Conviene iniziare dall’incredibile ringraziamento che il ministro degli interni Piantedosi ha rivolto alle forze dell’ordine torinesi che hanno arrestato il libico: ma come? non ha letto il motivo per cui la Corte d’Appello romana ha dovuto scarcerare l’indagato? eppure era in italiano: la Polizia ha proceduto all’arresto d’iniziativa confondendo, si dice, la procedura di estradizione con quella di consegna dell’indagato promossa dalla Corte penale internazionale.
La specifica normativa di rifermento non consentirebbe l’arresto (ma l’assunto non è affatto condiviso) ma predisporrebbe una procedura diversa. Gli agenti che hanno in mano la segnalazione / mandato d’arresto della C.P.I. devono avvisare il Ministro che ‘immediatamente’ (così dice la norma) trasmette gli atti alla Procura della Corte d’appello di Roma che, ove sussistano i presupposti, chiede la carcerazione. Perché i Ministri sorvolano sull’errore procedurale che avrebbe consentito la scarcerazione? …Perché il Procuratore romano, al contrario del Ministro, ha cercato di sanare la situazione chiedendo nelle more l’attivarsi del dicastero della giustizia che però stava riflettendo e traducendo dall’inglese e dall’arabo.
L’immediatezza con cui deve decidere può certo tenere conto di un ausilio visto che ci saranno pur dei traduttori in via Arenula…Quello che sicuramente non è incluso nella normativa è un potere sostanzialmente di veto del Ministro di Giustizia, che è tenuto alla cooperazione con la Corte Internazionale. Il veto è invece avvenuto come rivendicato dal Dr. Nordio, che ha specificato di aver dubitato di quei pasticcioni della Corte penale Internazionale.
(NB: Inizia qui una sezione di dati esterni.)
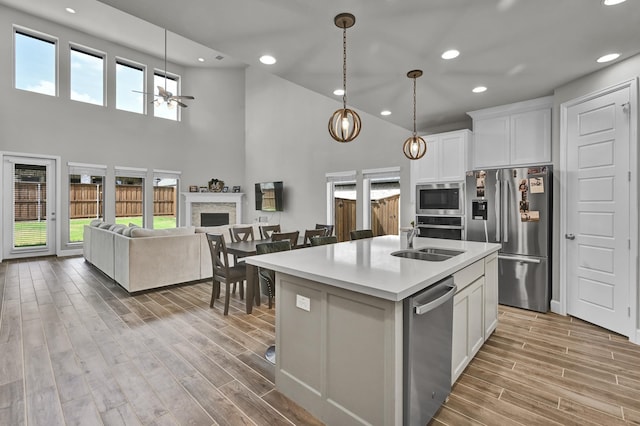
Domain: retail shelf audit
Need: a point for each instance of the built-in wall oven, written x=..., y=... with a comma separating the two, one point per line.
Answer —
x=440, y=210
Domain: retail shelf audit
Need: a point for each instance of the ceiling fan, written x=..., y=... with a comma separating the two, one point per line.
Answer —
x=163, y=95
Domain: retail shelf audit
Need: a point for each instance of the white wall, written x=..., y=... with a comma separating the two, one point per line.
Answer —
x=287, y=139
x=208, y=142
x=607, y=77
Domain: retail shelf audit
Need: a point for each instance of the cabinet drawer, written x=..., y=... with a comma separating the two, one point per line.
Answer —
x=469, y=274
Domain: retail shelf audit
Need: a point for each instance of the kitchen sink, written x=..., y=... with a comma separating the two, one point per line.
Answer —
x=430, y=254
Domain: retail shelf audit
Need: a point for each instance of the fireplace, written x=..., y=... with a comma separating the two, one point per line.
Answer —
x=199, y=206
x=214, y=219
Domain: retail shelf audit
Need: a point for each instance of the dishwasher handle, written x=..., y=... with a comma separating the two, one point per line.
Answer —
x=431, y=305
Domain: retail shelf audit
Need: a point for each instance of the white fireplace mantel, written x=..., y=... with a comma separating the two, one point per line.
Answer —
x=211, y=197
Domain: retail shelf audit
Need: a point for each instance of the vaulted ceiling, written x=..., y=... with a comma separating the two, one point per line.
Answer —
x=518, y=49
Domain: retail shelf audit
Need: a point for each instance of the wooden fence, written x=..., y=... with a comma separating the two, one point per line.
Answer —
x=384, y=216
x=85, y=201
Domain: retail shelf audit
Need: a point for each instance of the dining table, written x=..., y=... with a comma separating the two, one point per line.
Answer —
x=248, y=248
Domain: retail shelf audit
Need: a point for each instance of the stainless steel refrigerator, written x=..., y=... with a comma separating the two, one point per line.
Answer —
x=513, y=207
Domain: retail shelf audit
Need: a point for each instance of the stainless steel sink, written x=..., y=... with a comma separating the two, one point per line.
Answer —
x=431, y=254
x=445, y=252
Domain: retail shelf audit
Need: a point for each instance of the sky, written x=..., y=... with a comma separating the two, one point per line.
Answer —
x=35, y=62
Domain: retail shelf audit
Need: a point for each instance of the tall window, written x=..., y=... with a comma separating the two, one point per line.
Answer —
x=87, y=77
x=35, y=63
x=129, y=87
x=161, y=108
x=165, y=199
x=86, y=202
x=130, y=195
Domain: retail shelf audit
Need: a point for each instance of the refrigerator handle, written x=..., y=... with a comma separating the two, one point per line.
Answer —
x=507, y=208
x=496, y=202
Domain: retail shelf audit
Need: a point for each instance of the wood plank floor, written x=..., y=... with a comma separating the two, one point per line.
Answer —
x=77, y=349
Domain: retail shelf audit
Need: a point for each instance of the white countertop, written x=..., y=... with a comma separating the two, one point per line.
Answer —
x=366, y=266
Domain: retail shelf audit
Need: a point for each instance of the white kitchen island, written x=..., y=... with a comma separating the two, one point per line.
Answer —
x=339, y=321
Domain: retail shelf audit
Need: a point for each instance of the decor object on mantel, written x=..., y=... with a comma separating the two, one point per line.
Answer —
x=216, y=185
x=344, y=124
x=414, y=147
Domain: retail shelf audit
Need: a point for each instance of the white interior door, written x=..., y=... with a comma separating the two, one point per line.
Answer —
x=598, y=211
x=28, y=206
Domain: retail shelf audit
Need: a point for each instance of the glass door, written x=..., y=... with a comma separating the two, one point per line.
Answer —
x=29, y=206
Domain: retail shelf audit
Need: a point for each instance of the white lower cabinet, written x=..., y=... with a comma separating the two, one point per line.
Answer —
x=468, y=326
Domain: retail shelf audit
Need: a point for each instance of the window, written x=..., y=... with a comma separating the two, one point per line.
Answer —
x=87, y=76
x=129, y=87
x=86, y=197
x=35, y=63
x=130, y=195
x=165, y=199
x=161, y=108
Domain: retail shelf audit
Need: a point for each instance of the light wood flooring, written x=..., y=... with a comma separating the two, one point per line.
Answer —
x=77, y=349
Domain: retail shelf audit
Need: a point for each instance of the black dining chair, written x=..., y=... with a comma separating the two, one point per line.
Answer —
x=292, y=237
x=267, y=230
x=328, y=228
x=359, y=234
x=323, y=240
x=223, y=272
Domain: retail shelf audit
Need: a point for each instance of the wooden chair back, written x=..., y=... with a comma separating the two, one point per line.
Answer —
x=309, y=233
x=320, y=241
x=292, y=237
x=241, y=233
x=359, y=234
x=267, y=230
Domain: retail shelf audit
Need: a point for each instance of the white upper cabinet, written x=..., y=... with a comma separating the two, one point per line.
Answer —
x=445, y=160
x=512, y=135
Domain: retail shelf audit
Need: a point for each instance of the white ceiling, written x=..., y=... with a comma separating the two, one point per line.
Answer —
x=519, y=49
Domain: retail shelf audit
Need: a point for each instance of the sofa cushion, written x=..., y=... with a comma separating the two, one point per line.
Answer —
x=144, y=232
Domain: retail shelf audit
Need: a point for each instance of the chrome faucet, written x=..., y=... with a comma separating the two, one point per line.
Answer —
x=411, y=235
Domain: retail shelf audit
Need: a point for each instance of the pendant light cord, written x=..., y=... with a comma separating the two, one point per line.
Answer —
x=414, y=106
x=344, y=66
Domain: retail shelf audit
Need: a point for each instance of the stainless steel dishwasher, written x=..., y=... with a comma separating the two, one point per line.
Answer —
x=428, y=323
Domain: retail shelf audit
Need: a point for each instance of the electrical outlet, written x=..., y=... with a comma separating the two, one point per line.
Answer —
x=303, y=303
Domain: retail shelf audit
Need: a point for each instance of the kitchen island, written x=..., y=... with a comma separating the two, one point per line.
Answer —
x=339, y=321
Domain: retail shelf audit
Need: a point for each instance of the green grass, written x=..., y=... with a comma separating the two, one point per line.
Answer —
x=33, y=233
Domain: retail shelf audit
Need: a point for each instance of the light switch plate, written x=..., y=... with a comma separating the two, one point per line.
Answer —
x=303, y=303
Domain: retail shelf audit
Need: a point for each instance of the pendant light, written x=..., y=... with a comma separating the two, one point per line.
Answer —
x=414, y=147
x=344, y=124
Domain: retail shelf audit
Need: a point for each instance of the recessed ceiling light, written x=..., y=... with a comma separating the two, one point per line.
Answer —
x=450, y=54
x=267, y=59
x=608, y=58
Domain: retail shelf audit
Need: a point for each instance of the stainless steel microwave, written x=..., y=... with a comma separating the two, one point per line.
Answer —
x=440, y=198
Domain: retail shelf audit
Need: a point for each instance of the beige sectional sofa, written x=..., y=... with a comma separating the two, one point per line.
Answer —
x=142, y=259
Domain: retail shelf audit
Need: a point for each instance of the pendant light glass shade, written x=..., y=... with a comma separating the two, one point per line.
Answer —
x=344, y=124
x=414, y=147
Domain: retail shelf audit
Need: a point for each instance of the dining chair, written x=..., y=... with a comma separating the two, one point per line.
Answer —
x=359, y=234
x=310, y=233
x=328, y=228
x=267, y=279
x=223, y=272
x=292, y=237
x=322, y=240
x=267, y=230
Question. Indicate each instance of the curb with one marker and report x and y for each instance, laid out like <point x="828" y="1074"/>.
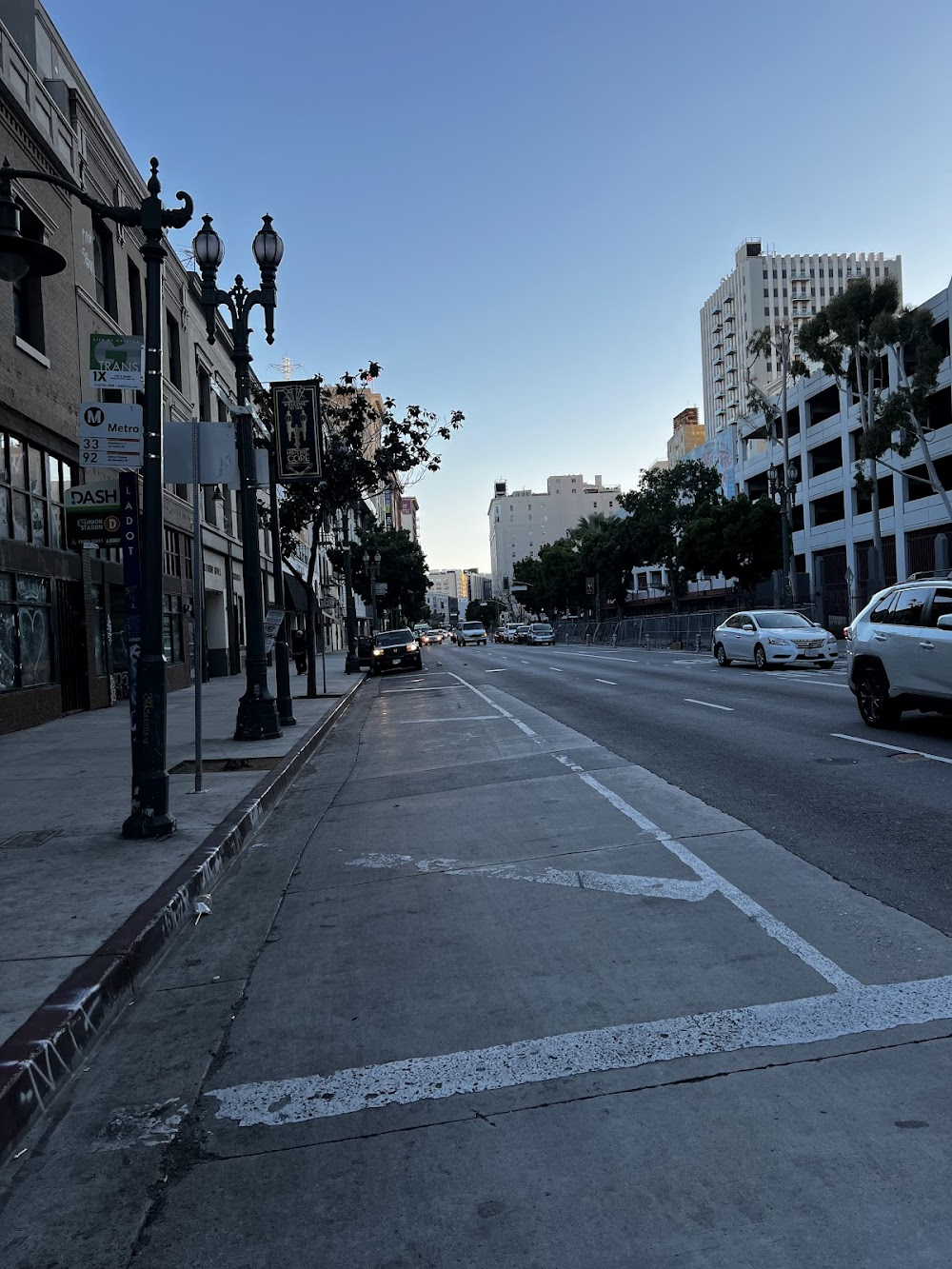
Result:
<point x="38" y="1058"/>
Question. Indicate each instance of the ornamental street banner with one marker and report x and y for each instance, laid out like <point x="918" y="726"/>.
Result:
<point x="297" y="430"/>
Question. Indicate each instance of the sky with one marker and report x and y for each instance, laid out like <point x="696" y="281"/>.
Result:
<point x="518" y="207"/>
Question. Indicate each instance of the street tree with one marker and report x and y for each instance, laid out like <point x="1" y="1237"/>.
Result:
<point x="403" y="567"/>
<point x="738" y="537"/>
<point x="367" y="446"/>
<point x="659" y="511"/>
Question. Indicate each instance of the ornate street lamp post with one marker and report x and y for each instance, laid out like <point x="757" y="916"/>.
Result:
<point x="150" y="816"/>
<point x="257" y="713"/>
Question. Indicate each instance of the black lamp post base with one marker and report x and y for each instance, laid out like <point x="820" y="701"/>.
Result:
<point x="143" y="825"/>
<point x="258" y="719"/>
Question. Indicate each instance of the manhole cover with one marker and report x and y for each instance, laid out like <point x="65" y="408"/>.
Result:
<point x="30" y="839"/>
<point x="228" y="764"/>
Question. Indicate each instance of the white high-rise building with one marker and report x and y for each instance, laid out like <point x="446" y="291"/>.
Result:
<point x="764" y="289"/>
<point x="522" y="522"/>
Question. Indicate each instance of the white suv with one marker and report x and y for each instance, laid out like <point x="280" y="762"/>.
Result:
<point x="901" y="651"/>
<point x="471" y="632"/>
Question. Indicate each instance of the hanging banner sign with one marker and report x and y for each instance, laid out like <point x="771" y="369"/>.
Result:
<point x="297" y="430"/>
<point x="116" y="362"/>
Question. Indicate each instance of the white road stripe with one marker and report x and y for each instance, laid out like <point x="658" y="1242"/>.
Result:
<point x="856" y="1012"/>
<point x="768" y="922"/>
<point x="506" y="713"/>
<point x="459" y="717"/>
<point x="898" y="749"/>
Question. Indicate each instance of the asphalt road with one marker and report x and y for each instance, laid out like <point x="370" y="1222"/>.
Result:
<point x="764" y="746"/>
<point x="486" y="991"/>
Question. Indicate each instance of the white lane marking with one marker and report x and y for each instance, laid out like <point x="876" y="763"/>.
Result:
<point x="585" y="879"/>
<point x="608" y="1048"/>
<point x="898" y="749"/>
<point x="769" y="924"/>
<point x="399" y="692"/>
<point x="459" y="717"/>
<point x="506" y="713"/>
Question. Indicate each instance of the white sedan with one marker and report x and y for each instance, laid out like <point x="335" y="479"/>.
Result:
<point x="772" y="637"/>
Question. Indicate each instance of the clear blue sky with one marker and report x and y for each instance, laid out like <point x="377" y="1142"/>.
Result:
<point x="518" y="207"/>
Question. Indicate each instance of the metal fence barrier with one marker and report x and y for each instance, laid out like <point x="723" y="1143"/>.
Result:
<point x="692" y="632"/>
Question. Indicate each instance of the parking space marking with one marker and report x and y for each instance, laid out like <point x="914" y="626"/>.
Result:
<point x="809" y="1021"/>
<point x="768" y="922"/>
<point x="897" y="749"/>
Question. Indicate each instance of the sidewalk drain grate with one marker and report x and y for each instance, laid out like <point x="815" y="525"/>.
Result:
<point x="30" y="839"/>
<point x="228" y="764"/>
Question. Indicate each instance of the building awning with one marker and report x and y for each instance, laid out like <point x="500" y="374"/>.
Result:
<point x="295" y="594"/>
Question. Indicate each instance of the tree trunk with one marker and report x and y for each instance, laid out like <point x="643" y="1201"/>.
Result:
<point x="310" y="620"/>
<point x="937" y="486"/>
<point x="866" y="418"/>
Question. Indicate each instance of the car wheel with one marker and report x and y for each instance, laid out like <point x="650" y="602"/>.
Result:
<point x="876" y="705"/>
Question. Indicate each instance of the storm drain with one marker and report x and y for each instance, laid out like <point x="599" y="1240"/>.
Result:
<point x="228" y="764"/>
<point x="30" y="839"/>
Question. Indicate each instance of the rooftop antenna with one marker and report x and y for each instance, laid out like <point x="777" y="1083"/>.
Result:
<point x="286" y="366"/>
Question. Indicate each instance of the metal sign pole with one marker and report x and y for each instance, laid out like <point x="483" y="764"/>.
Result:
<point x="197" y="589"/>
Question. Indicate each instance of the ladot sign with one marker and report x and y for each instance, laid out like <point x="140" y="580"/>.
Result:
<point x="93" y="514"/>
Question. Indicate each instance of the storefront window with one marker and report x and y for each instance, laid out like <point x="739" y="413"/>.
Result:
<point x="26" y="632"/>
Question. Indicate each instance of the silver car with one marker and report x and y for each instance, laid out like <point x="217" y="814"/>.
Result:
<point x="771" y="636"/>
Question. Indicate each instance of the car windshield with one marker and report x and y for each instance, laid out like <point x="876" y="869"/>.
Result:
<point x="394" y="639"/>
<point x="773" y="621"/>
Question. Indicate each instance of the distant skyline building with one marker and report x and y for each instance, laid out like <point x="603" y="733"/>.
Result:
<point x="688" y="434"/>
<point x="765" y="288"/>
<point x="521" y="523"/>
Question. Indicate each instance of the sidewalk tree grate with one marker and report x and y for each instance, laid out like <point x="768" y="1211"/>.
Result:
<point x="30" y="839"/>
<point x="228" y="764"/>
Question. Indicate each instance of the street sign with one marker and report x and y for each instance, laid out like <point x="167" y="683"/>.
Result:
<point x="272" y="625"/>
<point x="93" y="514"/>
<point x="110" y="435"/>
<point x="297" y="430"/>
<point x="116" y="362"/>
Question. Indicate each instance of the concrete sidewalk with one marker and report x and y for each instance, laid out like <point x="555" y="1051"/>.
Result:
<point x="69" y="881"/>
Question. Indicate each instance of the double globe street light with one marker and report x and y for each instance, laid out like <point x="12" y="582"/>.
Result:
<point x="257" y="712"/>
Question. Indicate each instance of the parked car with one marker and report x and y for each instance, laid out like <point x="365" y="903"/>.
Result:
<point x="901" y="651"/>
<point x="395" y="650"/>
<point x="772" y="637"/>
<point x="541" y="632"/>
<point x="471" y="632"/>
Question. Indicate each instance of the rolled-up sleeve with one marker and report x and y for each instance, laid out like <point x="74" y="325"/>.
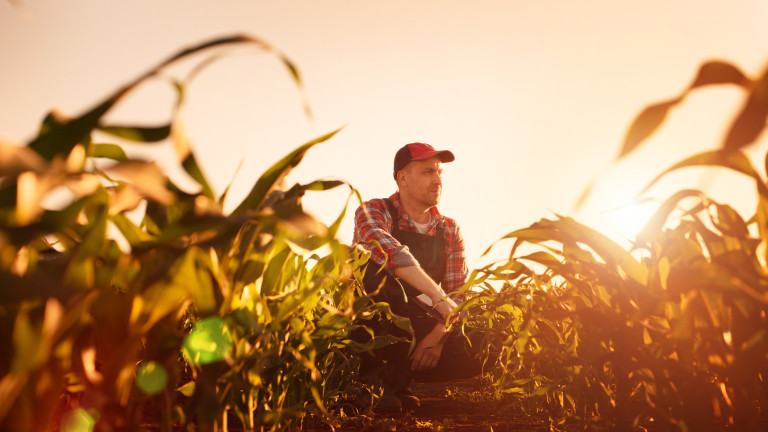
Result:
<point x="373" y="226"/>
<point x="456" y="270"/>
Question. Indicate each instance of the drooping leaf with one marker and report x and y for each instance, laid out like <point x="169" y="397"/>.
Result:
<point x="60" y="135"/>
<point x="645" y="124"/>
<point x="138" y="133"/>
<point x="147" y="178"/>
<point x="751" y="121"/>
<point x="734" y="160"/>
<point x="710" y="73"/>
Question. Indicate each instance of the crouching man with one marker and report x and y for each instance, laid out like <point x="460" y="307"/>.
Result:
<point x="422" y="254"/>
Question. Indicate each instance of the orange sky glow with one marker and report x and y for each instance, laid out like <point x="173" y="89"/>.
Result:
<point x="533" y="98"/>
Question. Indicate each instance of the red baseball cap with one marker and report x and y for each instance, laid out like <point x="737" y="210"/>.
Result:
<point x="419" y="151"/>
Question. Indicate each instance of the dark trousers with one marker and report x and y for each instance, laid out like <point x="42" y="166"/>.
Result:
<point x="390" y="366"/>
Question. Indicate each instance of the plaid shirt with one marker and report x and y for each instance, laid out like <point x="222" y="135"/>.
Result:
<point x="374" y="223"/>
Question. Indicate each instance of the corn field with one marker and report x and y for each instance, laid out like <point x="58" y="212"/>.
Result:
<point x="138" y="303"/>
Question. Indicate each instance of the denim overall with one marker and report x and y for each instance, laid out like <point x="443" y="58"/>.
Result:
<point x="390" y="365"/>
Se guardiamo il contenuto del dubbio però la cosa si fa interessante. Chiaramente di fronte ad una richiesta di arresto di un cittadino che all’evidenza è innocente o per carenza prove o per errore di persona ben venga qualsiasi presidio garantista. Tuttavia qui appare provato -anche a detta del ministro- la presenza in Italia di un esponente di spicco tra gli autori di crimini contro l’umanità. Il punto su cui si concentra il Ministro è la data dell’inizio dei commessi reati notando una discrasia di 4 anni (2011 o 2015?) che renderebbe confusa la contestazione, un elemento talmente importante da rappresentare il fulcro dell’opinione dissenziente di uno dei tre giudici che hanno emesso il mandato di arresto.
Qui il gioco si fa pericoloso perché la tesi pare avere buon gioco sostenendo che si parla di ben 4 anni di condotte criminose contestate. Ebbene l’argomento è furbo ma fuorviante e meschino. Dimentica il ministro, ma lo sa chi ha letto gli atti, che le contestazioni (che fanno rabbrividire) pur partendo dal 2015 e non dal 2011 sono però …. ‘onward’ (così in atti …si lo so…è inglese ok ‘in avanti’) e cioè fino all’ottobre 2024.
Abbiamo quindi un’ampia mole di prove della condotta criminale rilevante per un lunghissimo periodo; l’incidenza dell’anno di inizio rileva si per uno dei tre giudici a quo ma sotto un profilo il cui sindacato non spetta affatto al Ministro Nordio. Una dei tre giudici (e già il fatto che sia in minoranza doveva forse insospettire il così attento interlocutore italiano) ritiene che i crimini (che sussistono) non possano essere collocati nell’ambito di quanto avvenuto a seguito della rivoluzione libica post Gheddafi del 2011 cioè siano fuori dal mandato della Corte Penale Internazionale. Se Nordio ha ritenuto di impostare così la difesa l’ha fatto in un segmento processuale che riguarda al più il difensore dell’indagato ed in una fase impropria rispetto a quella urgente di cui all’arresto era ancora possibile, fuoriuscendo senza dubbio dai suoi poteri che non sono sostitutivi di quelli delle parti.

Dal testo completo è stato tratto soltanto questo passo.